6098 sayılı TBK’nun 74. maddesi (818 sayılı BK’nun 53. maddesi) uyarınca hukuk hâkimi, ceza mahkemesinin beraat kararı ile bağlı değil ise de, ancak aynı olay nedeniyle ceza yargılamasında hükme dayanak alınan maddi olgularla ve özellikle “fiilin hukuka aykırılığı” konusunda tamamen bağlı olacağı gerek öğreti gerekse de yargısal uygulamada istikrarla kabul edilmektedir. Hal böyle olunca, maddi olayları ve yasak eylemlerin varlığını saptayan ceza mahkemesi kararı, taraflar yönünden kesin delil niteliğini taşır (HGK, 24/12/2014 gün ve 2014/4-846 esas, 2014/1091 karar). Davaya konu uyuşmazlıkla ilgili olarak davalının taksirle ölüme sebebiyet verme suçundan sanık olarak yargılandığı Körfez 1. Asliye Ceza Mahkemesinin 2015/140 esas sayılı dosyasının henüz temyiz incelemesinin sonuçlanmadığı ve beraat kararının kesinleşmediği anlaşılmaktadır. Dava konusu olayın özelliği nedeniyle ceza davası sonucunun eldeki davayı etkilemesi söz konusudur. Açıklanan nedenle, ceza mahkemesindeki davanın kesinleşmesi beklenilmeli, kesinleşmiş ceza kararı da değerlendirilerek varılacak sonuca uygun bir karar verilmelidir. Mahkemece açıklanan yönler gözetilmeyerek, eksik incelemeye dayalı olarak hüküm kurulması usul ve yasaya uygun düşmediğinden, kararın bozulması gerekmiştir.
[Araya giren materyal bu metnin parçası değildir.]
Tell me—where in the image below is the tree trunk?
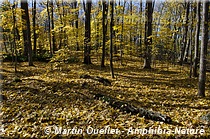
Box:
[143,0,153,69]
[119,1,126,65]
[101,0,108,68]
[83,0,92,65]
[193,0,201,77]
[74,0,80,51]
[50,0,57,53]
[110,1,114,78]
[47,0,53,57]
[33,0,37,56]
[21,0,33,66]
[179,1,190,65]
[198,1,209,97]
[12,2,17,73]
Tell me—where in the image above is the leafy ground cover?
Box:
[1,58,210,138]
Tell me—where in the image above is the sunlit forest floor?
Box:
[1,57,210,138]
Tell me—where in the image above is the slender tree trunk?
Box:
[57,1,63,49]
[101,0,108,68]
[21,0,33,66]
[47,0,53,57]
[110,1,114,78]
[83,0,92,65]
[193,0,201,77]
[119,1,126,65]
[12,1,17,73]
[50,0,55,53]
[179,1,190,65]
[198,1,209,97]
[143,0,153,69]
[33,0,37,56]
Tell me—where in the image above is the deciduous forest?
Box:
[0,0,210,139]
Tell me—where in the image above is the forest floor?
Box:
[0,57,210,138]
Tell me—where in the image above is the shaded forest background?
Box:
[0,0,210,138]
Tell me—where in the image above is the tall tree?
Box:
[74,0,79,51]
[33,0,37,56]
[101,0,108,67]
[12,1,17,73]
[198,1,209,97]
[143,0,153,69]
[21,0,33,66]
[47,0,53,57]
[110,0,114,78]
[179,0,190,65]
[193,0,201,77]
[83,0,92,65]
[50,0,57,53]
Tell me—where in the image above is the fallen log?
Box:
[80,74,111,86]
[94,94,172,123]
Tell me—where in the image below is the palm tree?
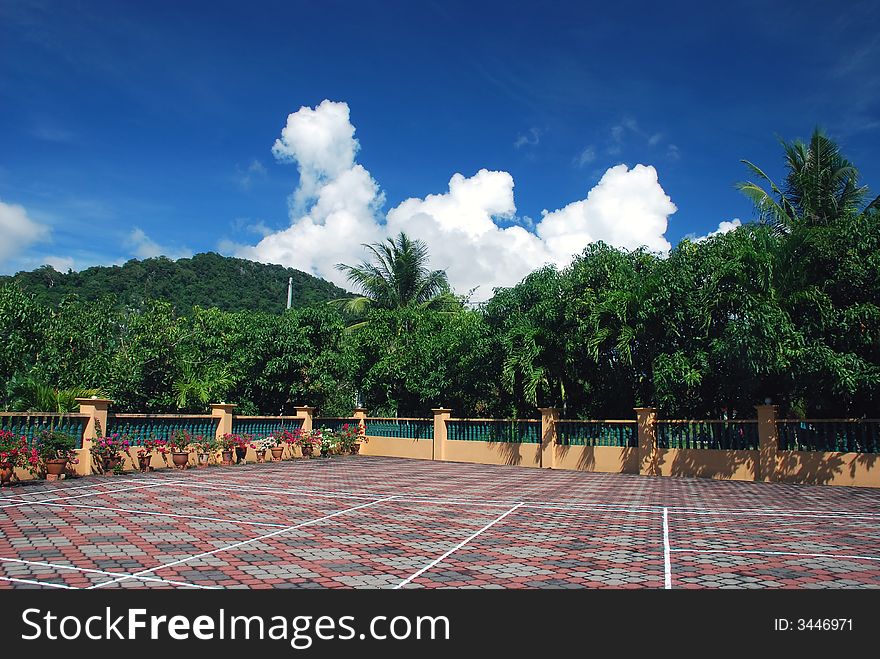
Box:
[736,128,880,233]
[330,231,457,330]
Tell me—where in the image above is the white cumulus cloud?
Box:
[0,200,50,271]
[537,165,676,255]
[685,218,742,243]
[232,100,676,300]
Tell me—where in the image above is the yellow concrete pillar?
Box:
[431,407,452,460]
[354,407,367,435]
[75,396,113,476]
[635,407,659,476]
[211,403,235,439]
[293,405,315,432]
[538,407,559,469]
[755,405,779,483]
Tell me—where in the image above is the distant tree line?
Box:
[0,131,880,418]
[0,252,345,314]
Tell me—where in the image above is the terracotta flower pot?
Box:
[46,458,67,481]
[171,451,189,469]
[0,462,15,487]
[102,458,122,476]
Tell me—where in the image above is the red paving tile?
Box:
[0,456,880,588]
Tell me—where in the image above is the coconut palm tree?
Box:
[736,128,880,233]
[330,231,457,330]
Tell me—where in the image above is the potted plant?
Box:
[89,433,131,474]
[137,437,168,472]
[252,435,275,462]
[0,430,40,487]
[338,423,366,455]
[34,430,76,481]
[234,435,254,464]
[219,433,238,466]
[192,435,217,467]
[292,428,321,458]
[168,428,192,469]
[313,428,339,458]
[264,430,293,462]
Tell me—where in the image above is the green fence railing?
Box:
[657,419,758,451]
[776,419,880,453]
[366,418,434,439]
[312,417,358,432]
[0,412,89,448]
[232,416,303,437]
[556,420,639,448]
[446,419,541,444]
[106,414,217,445]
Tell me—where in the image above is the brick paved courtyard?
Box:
[0,456,880,588]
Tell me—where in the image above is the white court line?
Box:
[0,558,220,590]
[394,503,522,590]
[156,480,880,520]
[158,480,374,499]
[88,497,394,590]
[671,549,880,561]
[6,501,290,532]
[0,577,79,590]
[0,478,143,501]
[162,481,657,514]
[663,508,672,590]
[0,483,171,510]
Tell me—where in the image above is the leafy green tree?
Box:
[333,231,457,328]
[737,128,880,231]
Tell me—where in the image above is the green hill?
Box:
[0,252,348,312]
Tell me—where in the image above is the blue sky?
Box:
[0,0,880,294]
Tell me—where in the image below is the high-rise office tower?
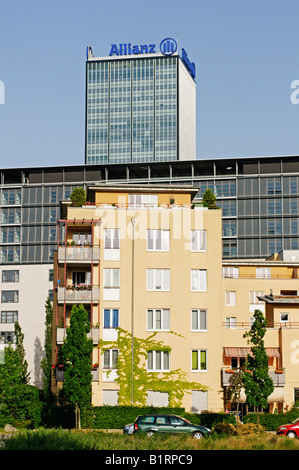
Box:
[85,38,196,164]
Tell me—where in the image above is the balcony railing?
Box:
[57,286,100,304]
[222,321,299,330]
[55,367,99,382]
[56,327,100,344]
[58,246,100,263]
[221,367,285,387]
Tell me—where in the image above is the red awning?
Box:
[223,348,280,357]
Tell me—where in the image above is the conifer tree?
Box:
[62,305,93,429]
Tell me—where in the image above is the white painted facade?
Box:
[0,264,53,387]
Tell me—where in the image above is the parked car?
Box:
[123,415,211,439]
[276,418,299,438]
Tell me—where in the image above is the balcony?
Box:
[55,366,99,382]
[56,327,100,344]
[221,368,285,387]
[57,286,100,304]
[58,246,100,264]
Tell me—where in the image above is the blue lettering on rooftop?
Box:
[182,49,196,80]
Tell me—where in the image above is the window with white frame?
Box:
[104,268,119,289]
[104,308,119,328]
[225,290,236,307]
[191,269,207,292]
[191,230,207,251]
[225,317,237,328]
[128,194,158,209]
[103,268,120,300]
[147,230,170,251]
[1,310,18,323]
[249,290,265,305]
[104,228,120,260]
[222,266,239,279]
[104,228,120,250]
[1,290,19,303]
[256,268,271,279]
[191,349,207,372]
[191,308,208,331]
[146,308,170,331]
[280,312,290,323]
[103,349,118,370]
[147,269,170,291]
[147,351,170,372]
[2,269,19,282]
SONUÇ: Temyiz edilen kararın yukarıda açıklanan nedenle BOZULMASINA, bozma nedenine göre davacıların diğer temyiz itirazlarının şimdilik incelenmesine yer olmadığına ve davacılar yararına takdir olunan 3.050,00 TL duruşma avukatlık ücretinin davalılara yükletilmesine, peşin alınan harcın istek halinde geri verilmesine 09/03/2021 gününde oy birliğiyle karar verildi.